Finally! American Airlines ditches gate bag sizers

October 7, 2025

American Airlines has removed its metal carry-on baggage sizers from boarding gates across its network. The move aims to improve boarding efficiency by eliminating last-minute disputes over bag size.
A significant shift in American Airlines’ ground procedures
According to an internal memo leaked to One Mile at a Time, American stated:
“As we continue to build on the success of our revamped boarding process to improve the experience for our customers, bag sizers for carry-on bags will be removed from all gates systemwide beginning Monday, Oct. 6.”

Under the new procedure, sizers will remain in airport lobbies and check-in areas, allowing customers (or staff) to test bag dimensions before going through security. The airline has instructed gate agents to use their judgment, rather than relying on the rigid metal frames. The memo tells agents they should “err on the side of the customer,” when in doubt.
The removal of gate sizers is part of American’s broader push to simplify passenger processing. It follows other initiatives, including the so-called ‘gate lice’ boarding order-enforcing technology the airline adopted last year. It alerts gate agents with an audible alarm when passengers attempt to bypass the queue outside their assigned boarding group. The airline also introduced One Stop Security at Dallas/Fort Worth International Airport, which streamlines passenger flow at key airport touchpoints.
American’s baggage policy remains, but enforcement shifts upstream
American’s carry-on policy remains unchanged: travellers may bring one carry-on bag, not exceeding 45 linear inches (typically 22 × 14 × 9 inches), plus one personal item that fits under the seat. Additional or “third” items, such as shopping bags, handbags, or backpacks, must be consolidated into the two approved bags before boarding.
What changes is the point of enforcement. Lobby and check-in staff will assist passengers in identifying oversized bags before they reach the gate—effectively pushing policy enforcement earlier in the process and reducing gate dwell time due to baggage disputes.
Precedent: United Airlines’ 2020 removal of gate sizers
This move aligns with an operational precedent set by United Airlines in 2020, when it removed gate-area bag sizers from all gates. United also kept sizers in the lobby and check-in areas but directed agents to rely on visual judgment for carry-on assessments at the gate.

In an internal memo reported on by Live and Let’s Fly, the airline stated:
“This bag is too big for our bag sizer, but fits into the aeroplane’s overhead bin … Let it go.”
United’s rationale was that rigid frames sometimes undercount viable stowage, especially as newer aircraft may offer more flexible or deeper bins—the decision aimed to reduce boarding friction and empower gate staff to make pragmatic judgments.
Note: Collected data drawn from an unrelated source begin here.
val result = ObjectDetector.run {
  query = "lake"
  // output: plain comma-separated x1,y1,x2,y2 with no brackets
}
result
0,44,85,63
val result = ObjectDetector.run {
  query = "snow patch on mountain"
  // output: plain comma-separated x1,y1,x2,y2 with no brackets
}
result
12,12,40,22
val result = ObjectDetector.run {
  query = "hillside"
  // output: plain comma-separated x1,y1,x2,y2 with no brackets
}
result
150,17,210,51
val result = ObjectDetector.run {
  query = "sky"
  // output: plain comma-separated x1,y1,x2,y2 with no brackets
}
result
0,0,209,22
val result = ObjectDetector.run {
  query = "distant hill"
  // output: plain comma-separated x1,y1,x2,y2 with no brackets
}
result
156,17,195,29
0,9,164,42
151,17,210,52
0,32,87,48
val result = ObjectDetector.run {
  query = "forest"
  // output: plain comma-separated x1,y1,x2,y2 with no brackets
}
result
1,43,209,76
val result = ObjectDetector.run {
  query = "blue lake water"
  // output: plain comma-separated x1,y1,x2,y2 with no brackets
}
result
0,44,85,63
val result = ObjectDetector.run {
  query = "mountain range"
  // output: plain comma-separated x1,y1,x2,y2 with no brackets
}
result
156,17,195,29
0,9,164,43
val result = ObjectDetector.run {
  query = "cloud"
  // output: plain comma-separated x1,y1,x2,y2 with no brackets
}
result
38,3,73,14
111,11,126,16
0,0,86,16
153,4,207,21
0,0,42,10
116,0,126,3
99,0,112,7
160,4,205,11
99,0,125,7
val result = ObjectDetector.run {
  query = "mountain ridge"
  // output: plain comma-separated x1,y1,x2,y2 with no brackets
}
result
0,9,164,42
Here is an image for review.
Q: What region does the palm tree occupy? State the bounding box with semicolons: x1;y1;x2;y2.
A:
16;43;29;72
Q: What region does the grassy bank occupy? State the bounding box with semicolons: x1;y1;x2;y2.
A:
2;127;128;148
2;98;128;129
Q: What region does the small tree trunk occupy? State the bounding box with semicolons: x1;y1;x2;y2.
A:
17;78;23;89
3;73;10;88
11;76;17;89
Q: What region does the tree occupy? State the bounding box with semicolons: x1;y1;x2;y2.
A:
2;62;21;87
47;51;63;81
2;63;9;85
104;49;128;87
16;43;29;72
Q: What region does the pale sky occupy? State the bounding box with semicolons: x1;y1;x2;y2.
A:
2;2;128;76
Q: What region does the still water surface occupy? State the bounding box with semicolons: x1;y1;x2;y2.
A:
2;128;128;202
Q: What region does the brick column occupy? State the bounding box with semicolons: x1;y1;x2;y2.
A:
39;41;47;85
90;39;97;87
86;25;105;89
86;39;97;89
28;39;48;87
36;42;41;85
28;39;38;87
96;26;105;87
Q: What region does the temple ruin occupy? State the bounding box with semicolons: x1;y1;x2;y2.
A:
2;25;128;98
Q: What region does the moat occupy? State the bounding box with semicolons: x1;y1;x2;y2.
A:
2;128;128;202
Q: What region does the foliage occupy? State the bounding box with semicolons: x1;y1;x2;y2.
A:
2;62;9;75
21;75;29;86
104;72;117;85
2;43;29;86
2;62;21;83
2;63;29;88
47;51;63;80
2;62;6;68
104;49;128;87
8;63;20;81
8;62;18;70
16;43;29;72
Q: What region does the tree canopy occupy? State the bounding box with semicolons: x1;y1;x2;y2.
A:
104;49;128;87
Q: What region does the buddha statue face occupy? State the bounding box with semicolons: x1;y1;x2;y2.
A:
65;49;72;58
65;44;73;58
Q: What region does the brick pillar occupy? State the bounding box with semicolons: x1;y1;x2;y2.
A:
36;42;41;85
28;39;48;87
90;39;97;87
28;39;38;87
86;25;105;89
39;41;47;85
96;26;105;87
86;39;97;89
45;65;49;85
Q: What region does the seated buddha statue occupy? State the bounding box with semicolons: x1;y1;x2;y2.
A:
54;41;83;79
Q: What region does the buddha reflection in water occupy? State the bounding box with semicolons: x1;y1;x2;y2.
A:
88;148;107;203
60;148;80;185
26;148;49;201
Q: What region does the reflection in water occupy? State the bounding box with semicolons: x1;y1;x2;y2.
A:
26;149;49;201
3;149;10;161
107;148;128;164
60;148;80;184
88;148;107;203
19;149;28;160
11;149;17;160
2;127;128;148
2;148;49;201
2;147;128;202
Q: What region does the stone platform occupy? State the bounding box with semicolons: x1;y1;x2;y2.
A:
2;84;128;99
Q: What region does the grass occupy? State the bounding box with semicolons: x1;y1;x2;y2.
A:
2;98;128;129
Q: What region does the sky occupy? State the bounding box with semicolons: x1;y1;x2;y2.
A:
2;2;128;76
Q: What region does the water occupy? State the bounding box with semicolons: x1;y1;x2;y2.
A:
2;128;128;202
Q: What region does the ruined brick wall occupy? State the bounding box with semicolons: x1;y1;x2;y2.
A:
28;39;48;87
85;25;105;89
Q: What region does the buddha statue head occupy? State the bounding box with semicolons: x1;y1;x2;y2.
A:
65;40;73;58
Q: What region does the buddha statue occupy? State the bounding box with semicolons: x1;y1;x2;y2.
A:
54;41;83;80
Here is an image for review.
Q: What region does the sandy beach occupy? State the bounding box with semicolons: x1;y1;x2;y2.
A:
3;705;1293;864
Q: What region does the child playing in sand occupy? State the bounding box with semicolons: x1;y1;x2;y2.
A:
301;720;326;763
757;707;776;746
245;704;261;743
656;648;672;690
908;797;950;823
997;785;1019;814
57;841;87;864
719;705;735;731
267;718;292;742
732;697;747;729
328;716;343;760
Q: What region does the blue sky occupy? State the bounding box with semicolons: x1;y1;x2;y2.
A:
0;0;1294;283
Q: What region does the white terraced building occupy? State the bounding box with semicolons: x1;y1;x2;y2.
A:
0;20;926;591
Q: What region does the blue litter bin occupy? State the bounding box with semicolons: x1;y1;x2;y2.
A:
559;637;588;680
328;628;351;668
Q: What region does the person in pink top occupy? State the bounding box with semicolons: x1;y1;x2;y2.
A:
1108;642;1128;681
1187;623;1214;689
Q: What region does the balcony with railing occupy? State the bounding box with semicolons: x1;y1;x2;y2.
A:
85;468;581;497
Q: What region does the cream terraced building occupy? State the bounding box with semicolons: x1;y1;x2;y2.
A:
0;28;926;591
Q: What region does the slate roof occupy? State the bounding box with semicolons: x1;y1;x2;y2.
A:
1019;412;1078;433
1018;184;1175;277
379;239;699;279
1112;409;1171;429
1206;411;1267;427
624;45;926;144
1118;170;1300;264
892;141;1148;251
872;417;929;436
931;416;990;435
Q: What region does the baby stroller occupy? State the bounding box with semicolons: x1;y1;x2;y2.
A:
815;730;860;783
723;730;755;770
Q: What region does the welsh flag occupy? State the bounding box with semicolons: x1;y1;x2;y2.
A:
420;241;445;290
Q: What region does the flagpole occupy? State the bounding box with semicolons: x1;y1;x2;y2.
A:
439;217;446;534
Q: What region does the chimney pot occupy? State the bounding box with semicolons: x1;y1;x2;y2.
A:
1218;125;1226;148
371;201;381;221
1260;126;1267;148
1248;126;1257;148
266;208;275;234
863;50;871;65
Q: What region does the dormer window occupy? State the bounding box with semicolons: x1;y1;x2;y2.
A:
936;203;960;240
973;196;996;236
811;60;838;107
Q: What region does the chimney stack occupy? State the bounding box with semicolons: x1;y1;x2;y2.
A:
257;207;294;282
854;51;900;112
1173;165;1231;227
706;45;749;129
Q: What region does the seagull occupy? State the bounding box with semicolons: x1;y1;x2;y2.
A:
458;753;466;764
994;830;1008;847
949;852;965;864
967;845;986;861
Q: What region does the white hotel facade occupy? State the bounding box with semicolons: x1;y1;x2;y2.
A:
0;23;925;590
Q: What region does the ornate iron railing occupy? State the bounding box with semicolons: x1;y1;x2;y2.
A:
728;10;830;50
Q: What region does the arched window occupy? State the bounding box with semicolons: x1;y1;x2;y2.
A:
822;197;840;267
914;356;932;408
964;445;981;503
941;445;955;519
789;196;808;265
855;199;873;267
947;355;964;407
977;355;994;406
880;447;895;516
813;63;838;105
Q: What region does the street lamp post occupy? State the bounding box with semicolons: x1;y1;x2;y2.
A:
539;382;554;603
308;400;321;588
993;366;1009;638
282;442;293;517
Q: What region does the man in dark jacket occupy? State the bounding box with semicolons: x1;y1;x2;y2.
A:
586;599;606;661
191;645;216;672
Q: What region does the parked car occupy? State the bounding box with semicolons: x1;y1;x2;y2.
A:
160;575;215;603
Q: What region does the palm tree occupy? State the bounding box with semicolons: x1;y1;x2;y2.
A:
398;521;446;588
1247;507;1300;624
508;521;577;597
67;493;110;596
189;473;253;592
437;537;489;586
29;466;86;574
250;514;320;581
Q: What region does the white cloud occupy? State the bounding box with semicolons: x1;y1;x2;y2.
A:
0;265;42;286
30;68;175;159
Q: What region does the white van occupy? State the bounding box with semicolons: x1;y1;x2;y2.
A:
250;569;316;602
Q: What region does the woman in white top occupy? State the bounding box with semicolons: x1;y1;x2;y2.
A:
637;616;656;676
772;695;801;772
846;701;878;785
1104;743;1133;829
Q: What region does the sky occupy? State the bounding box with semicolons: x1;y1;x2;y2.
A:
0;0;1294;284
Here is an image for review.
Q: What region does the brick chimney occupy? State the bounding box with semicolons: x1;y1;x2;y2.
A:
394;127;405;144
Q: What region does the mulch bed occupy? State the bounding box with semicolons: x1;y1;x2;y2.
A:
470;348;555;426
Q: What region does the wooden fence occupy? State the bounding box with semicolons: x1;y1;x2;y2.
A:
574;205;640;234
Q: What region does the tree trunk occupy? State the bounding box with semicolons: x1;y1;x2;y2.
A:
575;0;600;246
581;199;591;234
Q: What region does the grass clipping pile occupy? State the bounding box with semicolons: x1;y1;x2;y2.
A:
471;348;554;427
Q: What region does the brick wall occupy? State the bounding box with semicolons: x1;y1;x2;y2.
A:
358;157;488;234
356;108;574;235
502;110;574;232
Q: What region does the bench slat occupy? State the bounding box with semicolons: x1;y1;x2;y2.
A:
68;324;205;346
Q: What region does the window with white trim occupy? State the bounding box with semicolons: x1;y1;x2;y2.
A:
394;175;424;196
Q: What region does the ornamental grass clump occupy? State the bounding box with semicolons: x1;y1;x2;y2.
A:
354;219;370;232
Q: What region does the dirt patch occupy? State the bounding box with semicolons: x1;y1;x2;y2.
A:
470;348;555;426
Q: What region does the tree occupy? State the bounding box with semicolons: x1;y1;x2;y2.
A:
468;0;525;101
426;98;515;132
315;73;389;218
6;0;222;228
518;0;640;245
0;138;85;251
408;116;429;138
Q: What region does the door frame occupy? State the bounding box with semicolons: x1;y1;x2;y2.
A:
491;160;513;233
United’s experience has likely provided a field test of gate agents’ discretionary enforcement, which American is now following.
Data-driven airline operations: AI baggage models and predictive insight
Removing rigid sizers gives ground teams more flexibility to respond to real-world demand rather than adhering to static mechanical limits.
Supporting that shift is American Airlines’ ongoing adoption of AI for operations. The airline has stated that it uses “baggage models to better predict bag volumes and help get customers and their bags on their way even faster.” By leveraging these data tools, American can forecast how many carry-ons versus checked bags will appear on each flight, allowing it to anticipate congestion at check-in or boarding.

That digital shift aligns with other American initiatives, such as its use of generative AI for customer service optimisation.
Across the industry, similar AI-assisted models are being trialled — Munich Airport’s AI ApronAI system, for instance, uses machine learning to optimise aircraft turnarounds and staffing.
A sensible approach to baggage that pays off for American
The time wasted by passengers arguing with gate agents over their bags is expensive to airlines. According to Airlines for America (A4A), the average cost of aircraft block time for U.S. passenger carriers was US $100.76 per minute in 2024. That figure includes crew costs, maintenance, fuel burn, and aircraft ownership.
A few minutes saved on boarding or ground operations can yield substantial annual savings when multiplied across thousands of daily departures. Even a one-minute reduction in average turnaround time per flight can have measurable network-wide impacts on fuel, scheduling, and aircraft utilisation.
IATA’s Airline Cost Performance report estimates that reducing just one minute per flight globally could save airlines over $1 billion annually in direct fuel and operational costs.

Boarding-area efficiency remains one of the industry’s persistent challenges; IATA identified it as one of the “frequent pain points for passengers” in its recent global survey.
American’s removal of baggage sizers at gates is a pragmatic approach to enforcing carry-on baggage policy. The time saved in arguments over bags at the gate could potentially save the airline significant operational costs. It also empowers agents to use their judgment and keep passengers happy.